Richard sits in with CTV NewsChannel anchor Marcia MacMillan to have a look at the big weekend movies, the Dwayne Johnson reboot of one of the most popular TV shows of all time, “Baywatch,” the continuation of the “Pirates of the Caribbean” franchise, “Dead Men Tell No Tales,” and the travelogue “Paris Can Wait” starring Diane Lane.

Watch the whole thing HERE!

PIRATES OF THE CARIBBEAN: DEAD MEN TELL NO TALES: 3 STARS. “Ahoy there Johnny!”

Much has changed in the six years since the Black Pearl’s last voyage. Of late Johnny Depp, the previously beloved star of the “Pirates of the Caribbean” flicks, has been tabloid fodder, his personal life a treasure trove of scandal. Will Deep’s martial and financial peccadillos harm the new movie’s bottom line, sinking the once mighty franchise in a one-way trip to Davy Jones’s Locker? Or will Captain Jack Sparrow once again frolic down the plank to titanic grosses? Those are the questions hanging heavy over “Dead Men Tell No Tales,” the fifth “Pirates of the Caribbean” movie.

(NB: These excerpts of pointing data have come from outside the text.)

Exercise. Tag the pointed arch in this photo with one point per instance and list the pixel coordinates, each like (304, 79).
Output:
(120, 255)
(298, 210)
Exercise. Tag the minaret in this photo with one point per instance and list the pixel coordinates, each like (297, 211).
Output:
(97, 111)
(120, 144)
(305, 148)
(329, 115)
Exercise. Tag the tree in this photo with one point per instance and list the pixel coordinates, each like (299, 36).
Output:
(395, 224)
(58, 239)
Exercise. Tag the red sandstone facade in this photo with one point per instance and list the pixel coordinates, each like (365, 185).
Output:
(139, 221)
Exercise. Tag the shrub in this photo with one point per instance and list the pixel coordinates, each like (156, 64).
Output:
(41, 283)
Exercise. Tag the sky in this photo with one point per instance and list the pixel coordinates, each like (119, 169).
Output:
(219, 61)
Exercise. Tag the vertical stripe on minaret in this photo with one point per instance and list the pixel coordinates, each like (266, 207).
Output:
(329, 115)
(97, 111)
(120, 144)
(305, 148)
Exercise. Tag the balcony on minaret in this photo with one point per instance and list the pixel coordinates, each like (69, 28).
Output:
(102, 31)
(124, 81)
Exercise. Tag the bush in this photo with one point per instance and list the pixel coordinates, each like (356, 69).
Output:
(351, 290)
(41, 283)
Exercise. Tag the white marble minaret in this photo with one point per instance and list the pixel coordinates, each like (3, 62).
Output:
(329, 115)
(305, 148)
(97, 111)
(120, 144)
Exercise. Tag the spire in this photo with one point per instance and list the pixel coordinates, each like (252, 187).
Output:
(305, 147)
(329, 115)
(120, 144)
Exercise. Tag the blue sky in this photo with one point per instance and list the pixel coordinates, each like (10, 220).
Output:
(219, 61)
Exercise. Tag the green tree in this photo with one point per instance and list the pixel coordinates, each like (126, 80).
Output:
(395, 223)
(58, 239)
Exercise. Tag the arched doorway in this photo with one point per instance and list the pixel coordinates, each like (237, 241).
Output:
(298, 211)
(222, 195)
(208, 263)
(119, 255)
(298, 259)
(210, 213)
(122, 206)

“The dead have taken command of the sea. They’re searching for Sparrow!”

The new adventure sees a new villain, undead pirate hunter Capt. Salazar (Javier Bardem), unleash an army of ghost sailors from a mysterious nautical underworld called the Devil’s Triangle. His plan is to hunt down and kill every sea going pirate with one name at the top of his list, Captain Jack Sparrow. Seems Sparrow not only doomed Salazar to watery purgatory decades ago but also has a compass that can break the ghost sailor’s hex curse.

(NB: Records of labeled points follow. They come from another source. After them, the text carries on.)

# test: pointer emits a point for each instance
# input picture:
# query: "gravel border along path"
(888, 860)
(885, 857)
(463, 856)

“Find Jack Sparrow for me and relay a message from Captain Salazar. Tell him, death will come straight for him. Will you say that to him, please?”

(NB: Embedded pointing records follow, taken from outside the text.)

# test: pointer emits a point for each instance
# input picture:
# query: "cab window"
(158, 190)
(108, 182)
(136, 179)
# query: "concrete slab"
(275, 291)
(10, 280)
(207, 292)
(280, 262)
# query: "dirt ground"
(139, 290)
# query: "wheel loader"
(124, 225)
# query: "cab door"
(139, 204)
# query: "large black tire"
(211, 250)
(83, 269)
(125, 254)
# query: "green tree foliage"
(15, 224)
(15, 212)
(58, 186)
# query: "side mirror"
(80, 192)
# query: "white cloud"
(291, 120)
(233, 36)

Sparrow (Depp), meanwhile, has lost his mojo. After a wild bank robbery that tore up half of the island of Saint Martin but yielded little in the way of doubloons, Jack loses his luck and his crew. Reduced to helming the Dying Gull, a small and barely seaworthy ship, he must now fight for his life. To survive he has to locate the Trident of Poseidon, a divine artefact that can break any curse at sea. Helping on his mission are Carina Smyth (Kaya Scodelario), an astronomer with a diary filled with cryptic Trident clues and directions and Royal Navy sailor Henry (Brenton Thwaites).

Also mixed up in the action are returning characters, blacksmith-turned-Captain of the Flying Dutchman Will Turner (Orlando Bloom), Elizabeth (Keira Knightley), Turner’s wife and Henry’s mother, one-legged pirate Captain Hector Barbossa (Geoffrey Rush) and Captain Jack’s First Mate Joshamee Gibbs (Kevin McNally).

New comers include witch Haifaa Meni (Golshifteh Farahani) and Paul McCartney as a jokey pirate behind bars, eagerly awaiting a beating.

“Pirates of the Caribbean: Dead Men Tell No Tales” is more of a linear adventure than the series’ last few instalments. It’s a tale of mysticism and slapstick, a story that freshens up the franchise, although it cannot be denied that the originality and ingenuity of the first movie has turned into a fine mist that colours this movie but has no where near the impact of the original.

Once again Depp slurs and sashays through the movie, getting the biggest laughs. Sparrow is still an interesting character, a debauched scallywag (apparently based on Keith Richards) who appeals to children and adults alike. The embattled actor hams it up, giving audiences what they expect from Sparrow but whether moviegoers still want to see him in his best-known role is hard to say.

Tonally Depp hits the right notes but the movie is all over the place. Kid friendly slapstick is abundant but there is also a fair amount of PG+ swashbuckling, action and swordplay. And don’t get me started on the nightmare inducing zombie sharks.

Parents of small children will want to keep that in mind, and the two-hour plus running time. Like so many tent pole movies “Dead Men Tell No Tales” suffers from more-is-more syndrome. The action is easier to follow than in the Gore Verbinski films but watery climax is too long and a coda, reuniting the characters for one last hurrah, is unnecessary and adds little to the film except for a few extra minutes.

“Pirates of the Caribbean: Dead Men Tell No Tales” is a crowd pleaser and by far the best of the bunch since the first one. It contains all the elements you expect from the “Pirates” franchise and even a few you don’t but takes on water in its final half hour.